As an assembly-and-test engineer, I bought a lot of coffee and doughnuts for machinists and their supervisors, and stopped by the shops to say hi, off my clock. I also took a handful of machinists at a time hrough the assembly-and-test high bays, describing what they were seeing, but encouraging them to ask questions and set the pace.

Having a machinist be excited when he recognized a part he made, installed on on the flight structure deeply satisfied me.

I am absolutely convinced that our employer's return on such investment was VASTLY greater than whatever they spent on consultants.
 
The first thing would be that all that stuff in the books and all the fancy calculations are a great but they are just a guide.
The real world is so much more complicated.
An old engineer I am talking with and newbie in the next cubicle.
"They always come in this way. All the books, charts and spreadsheets galore to set the world on fire and know it all. Six months in they begin to change".

Second would be pay attention to those that do the making.
Maybe they don't understand what you are doing and maybe you do not understand what and why they are trying to tell you.
One comes out of engineering school and you think you know stuff. Yes you do and no you don't.
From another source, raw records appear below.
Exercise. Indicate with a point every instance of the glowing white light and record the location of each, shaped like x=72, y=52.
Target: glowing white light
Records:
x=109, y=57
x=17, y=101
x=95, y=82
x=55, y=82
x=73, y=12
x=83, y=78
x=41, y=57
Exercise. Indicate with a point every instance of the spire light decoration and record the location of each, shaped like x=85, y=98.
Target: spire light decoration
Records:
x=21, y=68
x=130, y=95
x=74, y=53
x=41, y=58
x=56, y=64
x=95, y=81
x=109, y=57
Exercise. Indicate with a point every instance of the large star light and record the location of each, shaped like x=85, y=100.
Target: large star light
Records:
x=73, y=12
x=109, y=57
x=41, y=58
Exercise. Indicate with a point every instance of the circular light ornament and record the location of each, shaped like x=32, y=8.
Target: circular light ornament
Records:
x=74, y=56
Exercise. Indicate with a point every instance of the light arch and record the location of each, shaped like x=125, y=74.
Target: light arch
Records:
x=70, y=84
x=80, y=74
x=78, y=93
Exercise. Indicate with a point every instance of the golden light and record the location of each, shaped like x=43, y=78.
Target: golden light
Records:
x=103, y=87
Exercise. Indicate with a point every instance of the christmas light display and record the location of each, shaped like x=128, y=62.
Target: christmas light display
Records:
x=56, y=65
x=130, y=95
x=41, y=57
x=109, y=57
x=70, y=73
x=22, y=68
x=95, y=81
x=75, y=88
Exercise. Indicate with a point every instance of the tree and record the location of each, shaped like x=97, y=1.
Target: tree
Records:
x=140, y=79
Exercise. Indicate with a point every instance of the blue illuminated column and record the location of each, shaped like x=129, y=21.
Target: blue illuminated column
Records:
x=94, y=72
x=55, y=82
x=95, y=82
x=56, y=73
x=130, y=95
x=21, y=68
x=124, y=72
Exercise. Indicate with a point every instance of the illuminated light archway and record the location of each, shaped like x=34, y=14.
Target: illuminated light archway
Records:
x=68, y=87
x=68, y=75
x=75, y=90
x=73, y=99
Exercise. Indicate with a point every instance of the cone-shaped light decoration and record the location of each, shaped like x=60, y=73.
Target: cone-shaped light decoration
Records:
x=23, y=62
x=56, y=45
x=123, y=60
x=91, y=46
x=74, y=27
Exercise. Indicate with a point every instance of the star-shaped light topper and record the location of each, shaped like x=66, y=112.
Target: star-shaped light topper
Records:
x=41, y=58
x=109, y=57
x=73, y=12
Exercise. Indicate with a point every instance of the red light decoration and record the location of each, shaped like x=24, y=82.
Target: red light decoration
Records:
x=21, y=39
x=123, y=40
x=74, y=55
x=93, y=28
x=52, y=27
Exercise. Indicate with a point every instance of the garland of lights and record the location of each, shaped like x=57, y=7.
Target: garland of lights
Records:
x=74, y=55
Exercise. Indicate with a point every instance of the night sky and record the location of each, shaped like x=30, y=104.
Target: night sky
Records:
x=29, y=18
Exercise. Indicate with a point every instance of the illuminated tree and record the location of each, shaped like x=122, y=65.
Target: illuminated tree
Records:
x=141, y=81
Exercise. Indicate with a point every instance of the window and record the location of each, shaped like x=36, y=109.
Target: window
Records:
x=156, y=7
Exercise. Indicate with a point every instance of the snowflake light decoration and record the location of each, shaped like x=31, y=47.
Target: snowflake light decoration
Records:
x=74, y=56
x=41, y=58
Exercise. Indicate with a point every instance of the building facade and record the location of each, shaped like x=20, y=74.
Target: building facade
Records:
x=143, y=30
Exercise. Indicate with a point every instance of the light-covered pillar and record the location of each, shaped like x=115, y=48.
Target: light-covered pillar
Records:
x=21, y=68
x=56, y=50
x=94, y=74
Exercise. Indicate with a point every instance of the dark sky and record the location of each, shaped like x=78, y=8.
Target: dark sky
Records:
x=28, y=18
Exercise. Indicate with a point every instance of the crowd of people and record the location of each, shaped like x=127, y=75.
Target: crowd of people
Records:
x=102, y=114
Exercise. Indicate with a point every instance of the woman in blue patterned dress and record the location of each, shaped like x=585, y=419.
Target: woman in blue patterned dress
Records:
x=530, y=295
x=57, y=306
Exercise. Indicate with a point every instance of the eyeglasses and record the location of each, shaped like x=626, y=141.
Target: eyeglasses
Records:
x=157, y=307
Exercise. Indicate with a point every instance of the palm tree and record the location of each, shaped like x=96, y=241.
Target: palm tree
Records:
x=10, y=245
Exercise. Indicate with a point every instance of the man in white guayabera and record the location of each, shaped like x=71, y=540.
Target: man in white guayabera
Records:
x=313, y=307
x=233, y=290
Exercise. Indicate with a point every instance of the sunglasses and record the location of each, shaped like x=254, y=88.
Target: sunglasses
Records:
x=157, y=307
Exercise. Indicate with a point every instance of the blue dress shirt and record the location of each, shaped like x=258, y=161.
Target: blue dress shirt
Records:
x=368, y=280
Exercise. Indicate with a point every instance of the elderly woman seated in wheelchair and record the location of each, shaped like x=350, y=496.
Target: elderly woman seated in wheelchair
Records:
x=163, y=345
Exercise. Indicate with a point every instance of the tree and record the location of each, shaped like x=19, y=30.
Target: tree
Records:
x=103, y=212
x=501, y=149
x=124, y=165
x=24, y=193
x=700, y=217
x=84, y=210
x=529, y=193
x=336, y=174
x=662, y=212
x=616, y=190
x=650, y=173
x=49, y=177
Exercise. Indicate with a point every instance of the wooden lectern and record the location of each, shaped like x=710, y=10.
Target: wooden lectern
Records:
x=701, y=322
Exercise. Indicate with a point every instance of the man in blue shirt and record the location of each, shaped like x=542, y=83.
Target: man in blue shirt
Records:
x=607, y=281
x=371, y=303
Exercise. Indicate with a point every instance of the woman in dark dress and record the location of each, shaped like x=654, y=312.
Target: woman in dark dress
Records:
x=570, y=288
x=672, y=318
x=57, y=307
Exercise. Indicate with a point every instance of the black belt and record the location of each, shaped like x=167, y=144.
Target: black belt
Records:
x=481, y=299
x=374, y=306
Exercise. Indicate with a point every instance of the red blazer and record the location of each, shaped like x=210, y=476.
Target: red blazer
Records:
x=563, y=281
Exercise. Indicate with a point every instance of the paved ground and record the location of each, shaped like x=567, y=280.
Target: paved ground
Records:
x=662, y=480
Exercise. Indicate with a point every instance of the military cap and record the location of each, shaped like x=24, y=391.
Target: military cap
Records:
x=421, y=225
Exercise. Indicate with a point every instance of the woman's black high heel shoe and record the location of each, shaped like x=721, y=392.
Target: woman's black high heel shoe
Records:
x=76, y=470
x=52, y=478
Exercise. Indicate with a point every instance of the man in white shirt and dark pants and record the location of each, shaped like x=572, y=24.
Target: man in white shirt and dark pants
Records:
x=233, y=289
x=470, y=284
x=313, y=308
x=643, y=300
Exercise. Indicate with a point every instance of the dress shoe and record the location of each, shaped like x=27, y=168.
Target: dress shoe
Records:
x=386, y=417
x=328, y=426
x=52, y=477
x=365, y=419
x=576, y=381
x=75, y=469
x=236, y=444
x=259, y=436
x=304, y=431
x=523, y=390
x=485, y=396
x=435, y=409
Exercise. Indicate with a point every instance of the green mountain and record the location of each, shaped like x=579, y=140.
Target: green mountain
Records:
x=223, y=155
I still do not understand simple metal chip formation on cutting tools.
As a young engineer I certainly thought I did knowing the formulas, force diagrams, shear/yield, FEA.
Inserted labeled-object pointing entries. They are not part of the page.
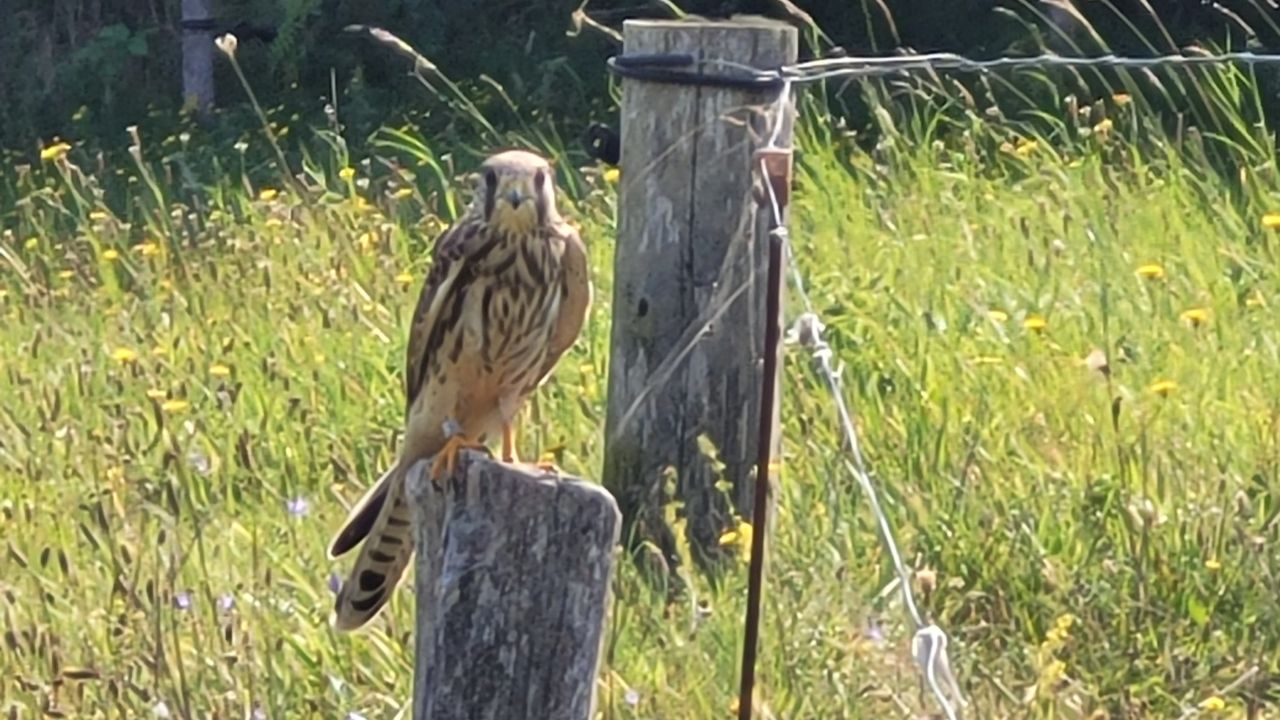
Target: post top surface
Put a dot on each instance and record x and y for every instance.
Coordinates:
(741, 22)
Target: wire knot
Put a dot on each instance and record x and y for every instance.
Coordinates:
(929, 647)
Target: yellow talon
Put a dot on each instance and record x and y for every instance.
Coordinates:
(508, 445)
(447, 459)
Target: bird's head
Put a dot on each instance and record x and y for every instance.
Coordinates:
(517, 191)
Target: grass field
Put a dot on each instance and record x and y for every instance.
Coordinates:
(1061, 343)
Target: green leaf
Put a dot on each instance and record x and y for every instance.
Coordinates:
(1197, 610)
(137, 46)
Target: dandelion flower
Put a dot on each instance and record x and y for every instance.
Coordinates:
(1151, 270)
(739, 537)
(55, 151)
(174, 405)
(1196, 317)
(1212, 703)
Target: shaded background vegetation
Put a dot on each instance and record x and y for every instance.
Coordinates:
(80, 68)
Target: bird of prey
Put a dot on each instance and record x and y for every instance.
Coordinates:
(506, 296)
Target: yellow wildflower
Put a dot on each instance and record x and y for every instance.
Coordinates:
(1097, 360)
(1196, 317)
(55, 151)
(740, 537)
(1212, 703)
(174, 405)
(1151, 270)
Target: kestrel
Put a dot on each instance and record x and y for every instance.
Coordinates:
(506, 296)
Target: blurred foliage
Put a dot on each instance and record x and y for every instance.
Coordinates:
(80, 68)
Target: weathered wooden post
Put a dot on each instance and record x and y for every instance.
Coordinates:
(197, 54)
(512, 582)
(689, 313)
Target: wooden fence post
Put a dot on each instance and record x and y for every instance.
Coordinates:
(197, 55)
(512, 582)
(690, 270)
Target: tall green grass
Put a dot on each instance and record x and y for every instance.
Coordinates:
(1057, 328)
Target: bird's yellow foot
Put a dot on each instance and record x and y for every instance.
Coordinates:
(508, 445)
(447, 459)
(548, 466)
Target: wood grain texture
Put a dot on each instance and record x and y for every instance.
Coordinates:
(512, 583)
(689, 283)
(197, 57)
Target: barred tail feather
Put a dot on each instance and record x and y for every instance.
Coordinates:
(361, 518)
(383, 557)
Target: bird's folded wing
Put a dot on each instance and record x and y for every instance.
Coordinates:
(440, 301)
(575, 300)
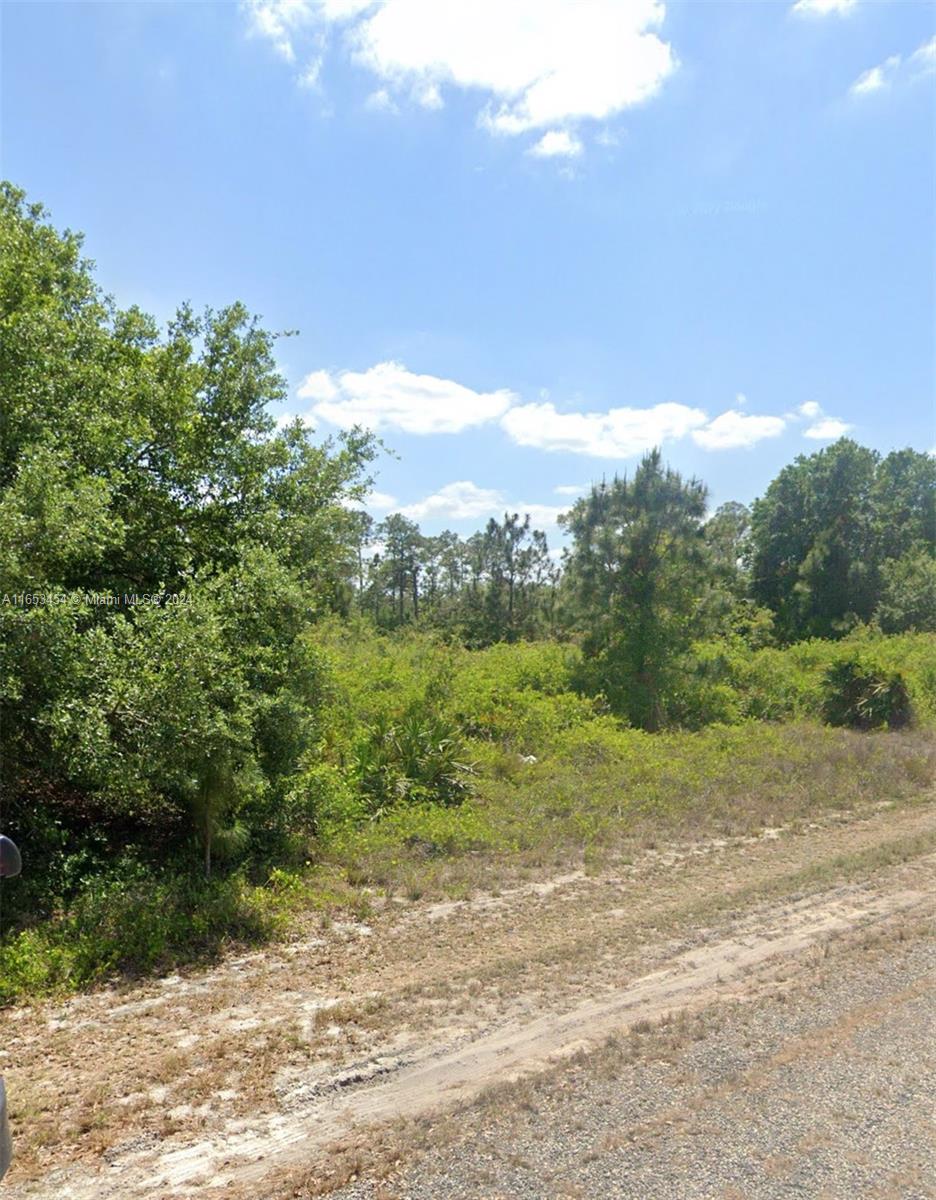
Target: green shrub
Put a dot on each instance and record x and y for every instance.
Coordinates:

Much of the audience here will be machinists. There is a kind of hate for engineers as brainless twits.
Bob
 
We have fun with the engineers, sometimes they will ask us to move core locating pins .001...we'll keep the mold a few hours without touching it then send it back out...believe it or not we have had them say we lowered/raised them too much lol. I always enjoy asking them if they know what .001 and then explaining it to them when they give you a blank look. Then asking them if they really think it's going to make a difference. Lol
 
I was seven years old when I stood next to an engineer. He was sitting on the right side of the cab of a wood-burning steam locomotive hauling fresh-cut pine logs in Louisiana. That looked like a nice job, though the heat was a bit much in August. The next year, we went to a different lumber mill and I got to climb around the retired locos.

Fisher Locos 1948 3.jpg

I soon was into Dad's tool chest and recall using a star drill to make a hole through the basement wall. I was ten when I got a bench jigsaw, twelve when I got a wood lathe and drill press. I quickly found that a wood lathe can turn brass. Thirteen when I got my first metal lathe and started turning steel. I started collecting and repairing antique clocks and firearms. Somewhere in the next few years, I found out what the other kind of engineers do and went to a good school which included opportunities to see and operate real grownup industrial machine tools and take plant tours along with the book work. In my spare time, I learned to weld, repair watches and make investment cast jewelry.

At twenty-three, I got a job testing truck parts, which included watching other guys using tools and machines while I directed, planned the operations and use of the equipment and wrote up the results. I soon noticed that many of the other young engineers had no experience in using tools or machines and seemed to know nothing of manufacturing processes. I wondered how they ever got the idea of going to engineering school. I took every opportunity to go across the road to the truck plant. I could walk through the forge shop, heat treat shop, axle and transmission machining and assembly department and see entire trucks built from parts to driving off the line. I watched and learned. I saved my money and bought more and better machines and taught myself to use them. Another definition of engineer is one who builds engines. I have done that, but I never did get to drive a locomotive.

I still wonder how engineers that don't use hand tools or run machine tools can be expected to design products that must be made with machine tools. By the time I retired, the new engineers were well-versed in CAD, but many still seemed to have no idea how those colored lines on the screen got to become truck parts. I got comfortable with using computers over the years, but managed to escape the need to learn CAD and never did work at a drafting board.